Charron sympathises with old team

Former Canada captain Al Charron has expressed his disappointment in his countrymen’s losses so far at the Rugby World Cup, but has praised the Canucks’ efforts nevertheless.

2007 is the first Rugby World Cup that the Canucks’ most capped player (76) has missed since 1991, and he knows what the winless Canadians are going through.

“It is tough for the players. I have lived it and it is tough,” Charron told the IRB.

Charron, who is part of Canada’s management team, is listed as a special ambassador but his unofficial role is to help keep the Canadians mentally sharp in the pressure-packed competition.

The Canadians led at the break in their opening game against Wales but lost 42-17. Then against Fiji in their second game, a late turnover propelled the Fijians to a 29-16 win, and the loss drove a stake through the Canucks’ hearts.

Canada play Japan next Tuesday and conclude their pool matches against Australia the following weekend.

“We could lose all four and play very well. We have lost two games and played well in two games,” said Charron, who was a member of the Canada team that lost 19-13 to France in the quarter-finals at RWC 1991.

“I would like to think we will beat Japan but I also thought we would beat Fiji by 20-plus points. My record as far as estimating wins is not going so well right now.

“Unfortunately, people will look at Canada’s record and see it is 0-2 and say it is a failure.
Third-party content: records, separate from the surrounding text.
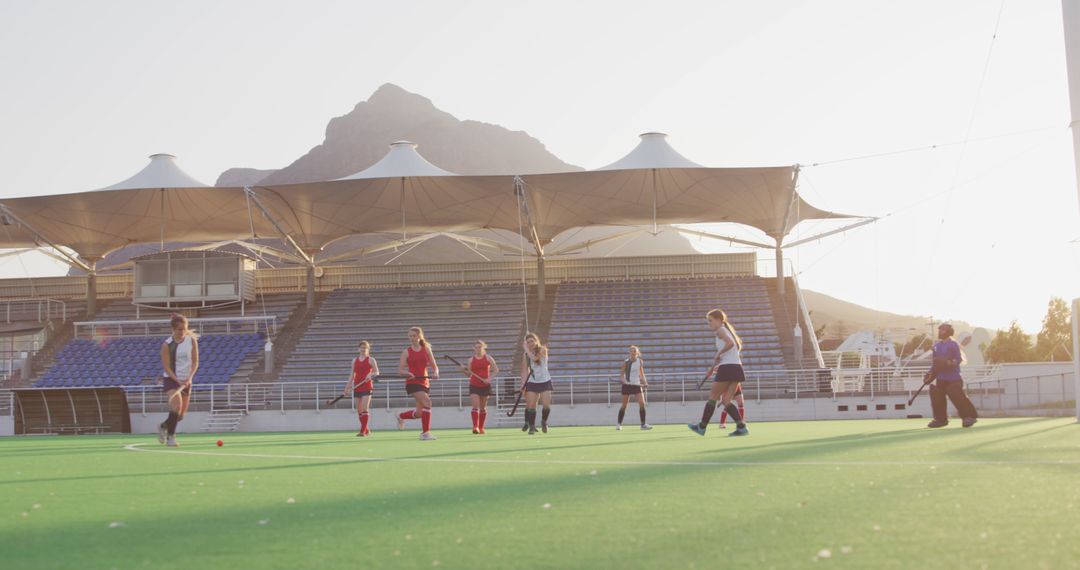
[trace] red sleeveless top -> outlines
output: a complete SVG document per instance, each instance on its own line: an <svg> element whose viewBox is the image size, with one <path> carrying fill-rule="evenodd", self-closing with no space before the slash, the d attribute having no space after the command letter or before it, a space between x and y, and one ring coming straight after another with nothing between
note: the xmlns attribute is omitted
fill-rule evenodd
<svg viewBox="0 0 1080 570"><path fill-rule="evenodd" d="M473 356L469 358L469 370L484 380L487 380L488 375L491 372L491 361L487 359L487 356L484 356L483 358ZM481 382L476 379L476 376L469 377L469 385L473 388L487 388L491 385Z"/></svg>
<svg viewBox="0 0 1080 570"><path fill-rule="evenodd" d="M428 381L427 347L420 347L419 351L414 351L413 347L408 347L405 350L408 351L408 356L405 358L405 364L408 366L408 374L417 377L416 379L406 380L405 383L429 388L431 383Z"/></svg>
I would not say it is a failure.

“There were some missed opportunities here and there but that does not mean the guys are out there not playing hard and not doing their best.”
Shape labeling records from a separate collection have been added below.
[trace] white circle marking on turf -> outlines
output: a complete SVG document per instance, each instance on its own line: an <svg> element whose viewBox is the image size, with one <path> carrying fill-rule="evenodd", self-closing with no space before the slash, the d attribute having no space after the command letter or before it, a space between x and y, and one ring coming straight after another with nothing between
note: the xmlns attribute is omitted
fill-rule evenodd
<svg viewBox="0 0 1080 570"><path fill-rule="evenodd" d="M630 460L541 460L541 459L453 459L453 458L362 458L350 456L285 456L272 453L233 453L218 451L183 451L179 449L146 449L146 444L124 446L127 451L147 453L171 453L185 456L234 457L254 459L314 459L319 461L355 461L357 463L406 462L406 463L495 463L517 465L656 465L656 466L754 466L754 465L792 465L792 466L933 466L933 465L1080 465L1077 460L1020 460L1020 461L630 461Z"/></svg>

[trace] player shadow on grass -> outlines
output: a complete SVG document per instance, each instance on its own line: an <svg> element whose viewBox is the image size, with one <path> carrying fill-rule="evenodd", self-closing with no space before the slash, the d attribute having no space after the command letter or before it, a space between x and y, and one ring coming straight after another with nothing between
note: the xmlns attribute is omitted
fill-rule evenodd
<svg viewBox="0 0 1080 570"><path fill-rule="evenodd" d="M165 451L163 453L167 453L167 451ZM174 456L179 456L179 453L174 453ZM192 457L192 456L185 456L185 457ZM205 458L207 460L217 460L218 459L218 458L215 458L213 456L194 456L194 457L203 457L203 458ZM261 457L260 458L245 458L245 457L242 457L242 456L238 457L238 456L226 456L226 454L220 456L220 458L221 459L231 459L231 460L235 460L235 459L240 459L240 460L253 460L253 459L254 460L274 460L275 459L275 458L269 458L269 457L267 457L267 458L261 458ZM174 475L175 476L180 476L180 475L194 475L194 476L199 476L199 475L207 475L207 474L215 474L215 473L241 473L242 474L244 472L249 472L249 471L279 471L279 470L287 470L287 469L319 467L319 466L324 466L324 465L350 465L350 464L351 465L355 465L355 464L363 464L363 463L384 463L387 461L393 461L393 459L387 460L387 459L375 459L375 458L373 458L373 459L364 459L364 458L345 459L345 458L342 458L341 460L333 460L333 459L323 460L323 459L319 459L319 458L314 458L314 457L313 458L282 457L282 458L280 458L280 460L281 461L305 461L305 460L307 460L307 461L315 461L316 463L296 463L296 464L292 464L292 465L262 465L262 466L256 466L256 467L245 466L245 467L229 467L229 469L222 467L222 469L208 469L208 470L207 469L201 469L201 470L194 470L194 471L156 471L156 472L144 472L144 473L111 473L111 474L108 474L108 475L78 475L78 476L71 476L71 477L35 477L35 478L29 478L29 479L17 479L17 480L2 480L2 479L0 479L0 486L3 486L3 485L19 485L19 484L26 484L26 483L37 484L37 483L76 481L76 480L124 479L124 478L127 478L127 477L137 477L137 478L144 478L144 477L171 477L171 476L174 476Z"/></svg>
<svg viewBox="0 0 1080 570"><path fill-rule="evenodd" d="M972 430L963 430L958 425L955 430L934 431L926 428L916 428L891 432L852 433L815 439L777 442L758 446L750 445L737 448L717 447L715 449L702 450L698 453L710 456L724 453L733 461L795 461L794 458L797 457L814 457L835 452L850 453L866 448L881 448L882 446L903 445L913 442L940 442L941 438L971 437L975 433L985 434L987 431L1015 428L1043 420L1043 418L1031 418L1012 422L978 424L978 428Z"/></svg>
Charron talked about how the less-fancied teams have been the chatter of tournament and how it bodes well for international rugby that the so-called weaker teams have raised their level of play.

But though Canada is grouped among these lesser lights, Charron said moral victories were not good enough for the Canucks.
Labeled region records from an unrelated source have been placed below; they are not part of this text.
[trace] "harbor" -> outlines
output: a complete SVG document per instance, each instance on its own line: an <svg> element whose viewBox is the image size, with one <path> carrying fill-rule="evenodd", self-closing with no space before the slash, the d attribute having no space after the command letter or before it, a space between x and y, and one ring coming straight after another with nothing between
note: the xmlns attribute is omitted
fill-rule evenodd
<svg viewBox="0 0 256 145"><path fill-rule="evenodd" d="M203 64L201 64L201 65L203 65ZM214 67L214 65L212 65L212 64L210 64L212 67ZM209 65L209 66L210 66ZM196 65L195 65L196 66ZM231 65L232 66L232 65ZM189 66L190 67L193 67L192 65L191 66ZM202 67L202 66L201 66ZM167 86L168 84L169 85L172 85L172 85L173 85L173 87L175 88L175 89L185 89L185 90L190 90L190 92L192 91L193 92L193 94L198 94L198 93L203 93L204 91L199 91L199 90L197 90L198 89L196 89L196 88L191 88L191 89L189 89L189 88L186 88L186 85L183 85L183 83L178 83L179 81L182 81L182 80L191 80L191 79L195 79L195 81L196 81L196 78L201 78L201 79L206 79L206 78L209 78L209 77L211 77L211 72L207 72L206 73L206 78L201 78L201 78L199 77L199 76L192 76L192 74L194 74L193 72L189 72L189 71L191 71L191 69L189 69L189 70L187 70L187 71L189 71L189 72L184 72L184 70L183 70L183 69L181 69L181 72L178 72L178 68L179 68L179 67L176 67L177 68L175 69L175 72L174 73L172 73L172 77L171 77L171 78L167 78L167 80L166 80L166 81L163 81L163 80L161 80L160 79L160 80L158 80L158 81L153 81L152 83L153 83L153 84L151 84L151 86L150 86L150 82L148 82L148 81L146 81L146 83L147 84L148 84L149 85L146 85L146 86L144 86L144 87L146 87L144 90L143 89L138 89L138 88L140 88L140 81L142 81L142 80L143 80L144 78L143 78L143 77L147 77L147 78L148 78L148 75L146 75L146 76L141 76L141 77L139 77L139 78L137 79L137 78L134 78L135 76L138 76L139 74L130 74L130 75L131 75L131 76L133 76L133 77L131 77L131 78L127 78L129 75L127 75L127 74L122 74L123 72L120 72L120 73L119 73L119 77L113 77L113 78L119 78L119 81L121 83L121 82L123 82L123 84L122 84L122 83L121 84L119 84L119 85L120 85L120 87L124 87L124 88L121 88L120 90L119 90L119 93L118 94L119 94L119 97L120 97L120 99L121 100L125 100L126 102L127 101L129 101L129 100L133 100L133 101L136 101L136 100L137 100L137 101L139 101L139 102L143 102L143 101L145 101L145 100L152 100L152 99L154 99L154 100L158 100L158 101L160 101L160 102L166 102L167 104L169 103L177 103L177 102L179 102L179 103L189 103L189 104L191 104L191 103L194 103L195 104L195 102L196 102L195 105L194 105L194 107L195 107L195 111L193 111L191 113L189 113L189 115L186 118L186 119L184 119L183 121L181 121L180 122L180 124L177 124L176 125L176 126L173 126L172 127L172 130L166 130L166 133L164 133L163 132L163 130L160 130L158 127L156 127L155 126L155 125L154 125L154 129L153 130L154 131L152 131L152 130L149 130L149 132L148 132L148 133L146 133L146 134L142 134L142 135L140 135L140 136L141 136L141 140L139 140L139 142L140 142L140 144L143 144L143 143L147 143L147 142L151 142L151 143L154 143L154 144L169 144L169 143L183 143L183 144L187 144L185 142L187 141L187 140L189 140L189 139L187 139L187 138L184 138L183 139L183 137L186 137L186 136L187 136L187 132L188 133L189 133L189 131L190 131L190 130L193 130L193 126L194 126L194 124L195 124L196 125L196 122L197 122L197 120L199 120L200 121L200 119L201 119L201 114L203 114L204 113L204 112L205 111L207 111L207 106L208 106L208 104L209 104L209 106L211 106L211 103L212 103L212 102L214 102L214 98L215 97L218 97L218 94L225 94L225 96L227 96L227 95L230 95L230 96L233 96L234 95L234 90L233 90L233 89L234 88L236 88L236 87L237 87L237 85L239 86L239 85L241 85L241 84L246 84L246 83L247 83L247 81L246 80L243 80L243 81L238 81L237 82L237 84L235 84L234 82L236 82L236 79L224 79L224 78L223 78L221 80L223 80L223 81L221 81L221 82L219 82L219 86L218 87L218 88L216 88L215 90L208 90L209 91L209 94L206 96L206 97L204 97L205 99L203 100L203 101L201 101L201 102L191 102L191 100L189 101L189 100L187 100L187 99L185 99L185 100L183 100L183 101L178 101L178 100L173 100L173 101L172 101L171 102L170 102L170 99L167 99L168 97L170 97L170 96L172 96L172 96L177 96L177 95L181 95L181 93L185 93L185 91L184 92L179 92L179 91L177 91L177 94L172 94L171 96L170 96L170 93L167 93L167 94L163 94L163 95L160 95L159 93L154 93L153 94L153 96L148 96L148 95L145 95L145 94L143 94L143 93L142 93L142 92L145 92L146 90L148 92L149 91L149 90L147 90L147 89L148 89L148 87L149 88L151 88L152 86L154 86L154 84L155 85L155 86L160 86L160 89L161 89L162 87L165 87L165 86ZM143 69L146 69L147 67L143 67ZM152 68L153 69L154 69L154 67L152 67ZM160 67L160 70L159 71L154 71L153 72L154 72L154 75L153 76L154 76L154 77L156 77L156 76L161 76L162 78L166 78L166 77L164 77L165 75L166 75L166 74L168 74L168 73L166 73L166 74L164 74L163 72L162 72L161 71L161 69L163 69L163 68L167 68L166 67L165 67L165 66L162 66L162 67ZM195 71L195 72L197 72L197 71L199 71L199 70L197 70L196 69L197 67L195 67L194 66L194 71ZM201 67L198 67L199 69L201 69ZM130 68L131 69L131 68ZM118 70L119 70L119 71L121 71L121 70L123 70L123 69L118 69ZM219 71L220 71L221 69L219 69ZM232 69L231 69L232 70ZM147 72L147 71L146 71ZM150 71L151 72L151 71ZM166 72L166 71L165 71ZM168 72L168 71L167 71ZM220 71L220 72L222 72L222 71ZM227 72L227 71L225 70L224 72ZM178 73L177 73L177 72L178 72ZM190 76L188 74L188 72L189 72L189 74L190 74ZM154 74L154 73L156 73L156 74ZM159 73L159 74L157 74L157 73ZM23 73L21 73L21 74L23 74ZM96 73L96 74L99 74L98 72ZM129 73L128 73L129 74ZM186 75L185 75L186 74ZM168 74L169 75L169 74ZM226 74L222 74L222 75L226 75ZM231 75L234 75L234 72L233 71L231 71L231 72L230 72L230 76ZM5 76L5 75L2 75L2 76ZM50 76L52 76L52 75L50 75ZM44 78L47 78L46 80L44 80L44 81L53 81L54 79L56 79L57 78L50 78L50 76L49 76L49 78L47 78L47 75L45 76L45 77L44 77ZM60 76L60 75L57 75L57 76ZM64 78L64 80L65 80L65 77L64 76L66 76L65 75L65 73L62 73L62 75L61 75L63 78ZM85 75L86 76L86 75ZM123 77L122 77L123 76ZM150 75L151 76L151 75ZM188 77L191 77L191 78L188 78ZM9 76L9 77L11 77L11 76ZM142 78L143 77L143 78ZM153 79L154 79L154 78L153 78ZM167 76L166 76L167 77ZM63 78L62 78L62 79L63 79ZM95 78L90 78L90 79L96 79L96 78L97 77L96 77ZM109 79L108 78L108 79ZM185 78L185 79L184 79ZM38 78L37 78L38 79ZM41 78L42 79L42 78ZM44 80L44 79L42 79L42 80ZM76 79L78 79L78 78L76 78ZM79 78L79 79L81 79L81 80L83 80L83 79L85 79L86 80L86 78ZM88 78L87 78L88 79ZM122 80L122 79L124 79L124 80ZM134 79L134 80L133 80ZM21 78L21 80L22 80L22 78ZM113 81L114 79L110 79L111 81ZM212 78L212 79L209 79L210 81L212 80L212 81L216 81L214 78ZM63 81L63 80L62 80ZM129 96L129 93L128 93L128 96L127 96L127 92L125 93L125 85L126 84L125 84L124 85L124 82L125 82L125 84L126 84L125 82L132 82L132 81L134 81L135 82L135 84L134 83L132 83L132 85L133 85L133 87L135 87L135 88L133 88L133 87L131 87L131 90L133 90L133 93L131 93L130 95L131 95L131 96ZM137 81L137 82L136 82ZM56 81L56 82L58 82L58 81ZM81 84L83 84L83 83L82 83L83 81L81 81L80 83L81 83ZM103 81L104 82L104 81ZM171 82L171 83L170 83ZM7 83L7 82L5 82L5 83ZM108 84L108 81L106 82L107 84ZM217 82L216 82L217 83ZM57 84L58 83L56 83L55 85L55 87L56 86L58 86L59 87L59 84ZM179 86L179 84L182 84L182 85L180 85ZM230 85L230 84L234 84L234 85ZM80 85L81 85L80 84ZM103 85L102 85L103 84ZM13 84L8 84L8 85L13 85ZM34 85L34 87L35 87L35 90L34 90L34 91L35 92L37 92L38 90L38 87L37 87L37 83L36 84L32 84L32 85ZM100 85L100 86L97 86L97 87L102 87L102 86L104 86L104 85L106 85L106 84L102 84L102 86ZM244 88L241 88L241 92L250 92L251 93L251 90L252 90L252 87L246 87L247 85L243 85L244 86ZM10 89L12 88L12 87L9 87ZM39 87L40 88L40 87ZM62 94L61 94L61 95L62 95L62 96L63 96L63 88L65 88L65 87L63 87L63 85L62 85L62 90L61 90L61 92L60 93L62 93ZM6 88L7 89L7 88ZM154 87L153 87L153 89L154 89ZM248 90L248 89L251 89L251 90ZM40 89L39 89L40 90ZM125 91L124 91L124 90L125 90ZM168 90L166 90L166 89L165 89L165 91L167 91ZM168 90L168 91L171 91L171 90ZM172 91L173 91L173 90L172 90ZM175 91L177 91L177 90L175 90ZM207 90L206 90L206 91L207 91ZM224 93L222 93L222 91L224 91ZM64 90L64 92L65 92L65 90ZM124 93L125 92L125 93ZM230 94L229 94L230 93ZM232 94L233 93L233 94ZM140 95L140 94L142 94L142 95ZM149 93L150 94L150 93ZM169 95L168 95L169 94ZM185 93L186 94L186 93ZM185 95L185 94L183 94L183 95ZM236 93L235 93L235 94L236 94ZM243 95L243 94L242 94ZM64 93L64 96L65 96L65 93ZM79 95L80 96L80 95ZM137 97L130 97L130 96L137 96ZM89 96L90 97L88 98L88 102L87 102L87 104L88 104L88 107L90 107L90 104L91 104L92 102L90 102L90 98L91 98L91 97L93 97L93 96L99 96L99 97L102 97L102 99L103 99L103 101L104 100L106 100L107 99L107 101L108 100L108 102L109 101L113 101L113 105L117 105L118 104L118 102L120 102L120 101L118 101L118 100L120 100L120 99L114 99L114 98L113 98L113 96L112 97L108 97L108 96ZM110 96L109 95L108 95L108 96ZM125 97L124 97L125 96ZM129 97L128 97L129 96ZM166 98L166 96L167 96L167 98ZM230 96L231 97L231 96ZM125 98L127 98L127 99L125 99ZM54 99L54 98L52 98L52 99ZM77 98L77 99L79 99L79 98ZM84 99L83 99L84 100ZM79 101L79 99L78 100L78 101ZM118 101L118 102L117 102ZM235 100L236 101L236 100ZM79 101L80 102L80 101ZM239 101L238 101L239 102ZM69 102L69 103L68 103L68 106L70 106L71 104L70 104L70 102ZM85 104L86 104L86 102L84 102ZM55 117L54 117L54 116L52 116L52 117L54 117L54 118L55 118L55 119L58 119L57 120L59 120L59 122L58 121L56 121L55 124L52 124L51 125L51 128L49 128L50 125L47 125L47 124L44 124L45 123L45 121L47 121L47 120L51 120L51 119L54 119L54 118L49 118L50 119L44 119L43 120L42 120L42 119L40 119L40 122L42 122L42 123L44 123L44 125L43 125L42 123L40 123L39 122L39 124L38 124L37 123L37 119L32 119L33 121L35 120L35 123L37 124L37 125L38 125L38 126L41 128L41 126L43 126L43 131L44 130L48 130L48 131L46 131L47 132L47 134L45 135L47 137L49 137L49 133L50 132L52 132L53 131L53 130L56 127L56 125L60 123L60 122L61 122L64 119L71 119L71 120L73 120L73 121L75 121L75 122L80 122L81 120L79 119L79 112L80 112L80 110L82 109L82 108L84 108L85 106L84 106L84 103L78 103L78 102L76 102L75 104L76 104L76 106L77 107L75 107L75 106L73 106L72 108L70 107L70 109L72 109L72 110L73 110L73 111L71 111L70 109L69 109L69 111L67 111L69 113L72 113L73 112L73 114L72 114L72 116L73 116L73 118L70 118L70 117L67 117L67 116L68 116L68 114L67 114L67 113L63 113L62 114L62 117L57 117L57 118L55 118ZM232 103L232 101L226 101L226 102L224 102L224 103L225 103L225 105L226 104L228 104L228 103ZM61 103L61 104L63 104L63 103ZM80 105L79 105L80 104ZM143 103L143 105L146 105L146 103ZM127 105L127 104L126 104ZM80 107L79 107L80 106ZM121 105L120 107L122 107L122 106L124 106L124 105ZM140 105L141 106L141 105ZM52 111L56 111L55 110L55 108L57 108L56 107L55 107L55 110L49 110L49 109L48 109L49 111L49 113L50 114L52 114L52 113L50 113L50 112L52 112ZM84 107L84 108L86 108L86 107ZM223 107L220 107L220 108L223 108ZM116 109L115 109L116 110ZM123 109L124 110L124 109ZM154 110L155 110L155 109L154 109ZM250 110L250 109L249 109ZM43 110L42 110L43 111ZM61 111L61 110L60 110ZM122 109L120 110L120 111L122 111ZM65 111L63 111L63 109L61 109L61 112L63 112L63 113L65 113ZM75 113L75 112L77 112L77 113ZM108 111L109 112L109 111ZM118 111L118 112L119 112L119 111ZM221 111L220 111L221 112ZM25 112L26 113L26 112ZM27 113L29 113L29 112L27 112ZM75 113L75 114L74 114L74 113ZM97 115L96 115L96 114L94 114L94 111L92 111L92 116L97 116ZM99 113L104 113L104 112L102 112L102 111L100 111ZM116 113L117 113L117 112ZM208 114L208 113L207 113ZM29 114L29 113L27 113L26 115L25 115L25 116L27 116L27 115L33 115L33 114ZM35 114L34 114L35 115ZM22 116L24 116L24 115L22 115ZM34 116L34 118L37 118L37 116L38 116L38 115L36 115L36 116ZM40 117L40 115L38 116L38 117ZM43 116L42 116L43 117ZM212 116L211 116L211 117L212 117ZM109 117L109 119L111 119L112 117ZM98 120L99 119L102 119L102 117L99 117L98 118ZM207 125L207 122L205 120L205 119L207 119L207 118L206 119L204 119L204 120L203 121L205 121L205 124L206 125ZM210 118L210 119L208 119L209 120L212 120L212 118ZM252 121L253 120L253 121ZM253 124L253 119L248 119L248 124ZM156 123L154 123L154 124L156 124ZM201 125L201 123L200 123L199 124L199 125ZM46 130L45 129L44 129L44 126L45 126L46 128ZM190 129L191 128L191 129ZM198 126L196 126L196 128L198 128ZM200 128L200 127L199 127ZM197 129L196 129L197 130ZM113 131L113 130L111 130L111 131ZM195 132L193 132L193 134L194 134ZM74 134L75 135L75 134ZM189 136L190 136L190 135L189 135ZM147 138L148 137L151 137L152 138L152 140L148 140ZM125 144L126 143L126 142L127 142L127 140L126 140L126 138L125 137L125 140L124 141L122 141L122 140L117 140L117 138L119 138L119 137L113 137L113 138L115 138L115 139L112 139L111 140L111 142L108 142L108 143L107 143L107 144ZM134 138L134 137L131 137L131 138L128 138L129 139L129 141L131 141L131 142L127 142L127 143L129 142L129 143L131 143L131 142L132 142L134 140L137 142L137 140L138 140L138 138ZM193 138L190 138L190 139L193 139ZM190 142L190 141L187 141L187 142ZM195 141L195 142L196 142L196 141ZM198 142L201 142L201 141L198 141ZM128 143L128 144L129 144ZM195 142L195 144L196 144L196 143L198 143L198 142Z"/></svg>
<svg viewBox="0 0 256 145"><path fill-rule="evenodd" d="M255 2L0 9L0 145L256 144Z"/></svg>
“Portugal can take a moral victory because they had points against New Zealand but our expectations are higher,” he said.

With that, Charron headed to the bus to watch the players surf and hopefully wash the losses from their minds.

“I do not know what these guys are like but losses certainly haunt me,” said Charron. “It weighs on a player. There were losses in ’99 and ’91 that still haunt me.”

Members of Canada’s rugby team have headed to the coast for a day of surfing instead of another intense training session at the World Cup on Tuesday.